The game had suddenly stopped being entertaining. I sat frozen, my heart ceasing to beat while I listened to the cool, dry recitation of his voice.
“After her recovery she was sent back home to her mother’s family, to a tight-fisted and unsympathetic relative who feeds her rather less than she needs. This last,” he added parenthetically, “is I admit largely conjecture, but as a working hypothesis serves to explain her well-nourished frame poorly covered by flesh, and the reason why she appears at a stranger’s table to consume somewhat more than she might if ruled strictly by her obvious good manners. I am willing to consider an alternative explanation,” he offered, and opened his eyes, and saw my face.
“Oh, dear.” His voice was an odd mixture of sympathy and irritation. “I have been warned about this tendency of mine. I do apologise for any distress I have caused you.”
I shook my head and reached for the cold dregs in my teacup. It was difficult to speak through the lump in my throat.
Mr.

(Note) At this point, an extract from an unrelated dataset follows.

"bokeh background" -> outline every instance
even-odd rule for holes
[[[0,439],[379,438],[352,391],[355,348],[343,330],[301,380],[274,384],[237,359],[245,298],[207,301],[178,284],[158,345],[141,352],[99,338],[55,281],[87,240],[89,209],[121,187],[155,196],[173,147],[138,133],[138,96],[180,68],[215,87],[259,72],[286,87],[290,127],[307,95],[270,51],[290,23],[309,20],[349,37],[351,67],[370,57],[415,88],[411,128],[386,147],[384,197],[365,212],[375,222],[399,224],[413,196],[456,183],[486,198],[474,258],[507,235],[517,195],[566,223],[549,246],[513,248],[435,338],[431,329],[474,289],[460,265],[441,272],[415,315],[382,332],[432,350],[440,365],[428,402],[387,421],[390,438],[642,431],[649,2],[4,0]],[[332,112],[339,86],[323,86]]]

Holmes stood up and went into the house, where I heard his voice and that of the housekeeper trading a few unintelligible phrases before he returned, carrying two delicate glasses and an open bottle of the palest of wines. He poured it into the glasses and handed me one, identifying it as honey wine—his own, of course. He sat down and we both sipped the fragrant liquor. In a few minutes the lump faded, and I heard the birds again. I took a deep breath and shot him a glance.